Städte kassieren Schweigegeld

Die Kommunen sind die großen Verlierer der Reformeinigung. Statt einer groß angekündigten Gemeindefinanzreform bekommen die Revier-Städte nur ein vorgezogenes Weihnachtsgeschenk

VON MARTIN TEIGELER

Die Städte an Rhein und Ruhr werden abgespeist. Statt einer langversprochenen Gemeindefinanzreform erhalten die hoch verschuldeten Kommunen lediglich Millionen-Almosen. Im Berliner Vermittlungsausschuss hatten sich Bund und Länder geeinigt – auf Kosten der Städte. Eigentlich sollen die Kommunen dauerhaft mehr Geld kriegen, um Kindergärten und öffentlichen Nahverkehr wieder bezahlen zu können. Daraus wurde nichts, und die Städte sind sauer. Essens CDU-Oberbürgermeister Wolfgang Reiniger ist „maßlos enttäuscht“. Gelsenkirchens Rathauschef Oliver Wittke sagt: „Das reicht hinten und vorne nicht.“

Bergkamens Bürgermeister Roland Schäfer, zugleich Präsident des Städte- und Gemeindebundes NRW, spricht dagegen von einem „akzeptablen Kompromiss“. Der SPD-Politiker freut sich über die Absenkung der Gewerbesteuer-Umlage um mehr als zwei Milliarden Euro, die den Kommunen in NRW im kommenden Jahr eine Entlastung von rund 500 Millionen Euro bringt. Angesichts der zu erwartenden Fehlbeträge in den Haushalten der Kommunen von 4,5 Milliarden Euro im Jahr 2004 seien diese Mittel dringend erforderlich, so Schäfer. Die lang versprochene Gemeindefinanzreform sei ausgefallen, räumt der Bergkamener ein. „Meine Stadt wird pro Jahr 1,2 Millionen Euro mehr in der Kasse haben“, rechnet Schäfer vor.

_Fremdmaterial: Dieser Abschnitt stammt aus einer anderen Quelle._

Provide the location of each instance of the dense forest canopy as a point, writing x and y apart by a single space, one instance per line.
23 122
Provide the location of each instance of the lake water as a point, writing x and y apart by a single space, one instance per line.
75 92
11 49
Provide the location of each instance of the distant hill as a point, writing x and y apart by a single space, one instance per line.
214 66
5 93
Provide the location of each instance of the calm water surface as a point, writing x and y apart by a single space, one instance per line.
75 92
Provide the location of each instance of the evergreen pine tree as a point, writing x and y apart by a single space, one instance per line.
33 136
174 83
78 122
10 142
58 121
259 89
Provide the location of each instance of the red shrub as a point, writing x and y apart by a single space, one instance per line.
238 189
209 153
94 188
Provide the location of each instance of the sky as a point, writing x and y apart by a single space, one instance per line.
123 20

Andere Städte können noch nicht beziffern, wieviel Geld sie durch den Berliner Kompromiss mehr ausgeben können. „Wir haben noch keinen Überblick“, sagt ein Sprecher der Stadt Düsseldorf. In Berlin tagt derzeit noch die Nachkommission des Vermittlungsausschusses, um aus den Vorgaben der Großpolitiker konkrete Gesetze zu machen. „Unser Haushalt ist damit Makulatur“, sagt Gelsenkirchens Oberbürgermeister Oliver Wittke. Mit 25 Millionen Euro Entlastung hatte der CDU-Politiker gerechnet. Jetzt kann es sein, dass es nur fünf Millionen Euro werden. Wittke übt auch Kritik an seiner Partei: „Die Ländervertreter im Ausschuss haben nicht die Interessen der Kommunen vertreten.“ Essens OB Wolfgang Reiniger ist verbittert: „Mit der zwingend notwendigen Gemeindefinanzreform haben die Beschlüsse nichts zu tun.“ Für Essen bedeutet die Rücknahme der Erhöhung der Gewerbesteuerumlage ein Plus von 15 Millionen Euro. Davon werden aber rund elf Millionen durch das Vorziehen der Steuerreform in 2004 gleich wieder aus dem Stadtsäckel verschwinden. Prompt forderte die Bezirksregierung Düsseldorf die Stadt auf, mehr gegen das laufende Haushaltsdefizit von 344 Millionen Euro zu unternehmen. Regierungspräsident Jürgen Büssow verlängerte die Haushaltssperre für Essens Kommunalhaushalt.

Strukturschwache Ruhr-Städte werden durch den Kompromiss benachteiligt. Bei der Gewerbesteuer wird nämlich nur die im Rahmen der Unternehmenssteuerreform aus dem Jahr 2000 vorgenommene Erhöhung der Gewerbesteuerumlage zurück genommen. Davon profitieren nur wirtschaftlich starke Städte, die viel Gewerbesteuer abführen müssen. „Im Ruhrgebiet bringt diese Reform wenig“, sagt Dieter Hötker, Kämmerer des Kommunalverbands Ruhrgebiet. Das Ausbleiben einer Gemeindefinanzreform werde die kommunalen Haushalte im Revier weiter belasten, so Hötker. Schon jetzt haben die Städte im Ruhrgebiet ein Rekorddefizit angehäuft: über 1,5 Milliarden Euro.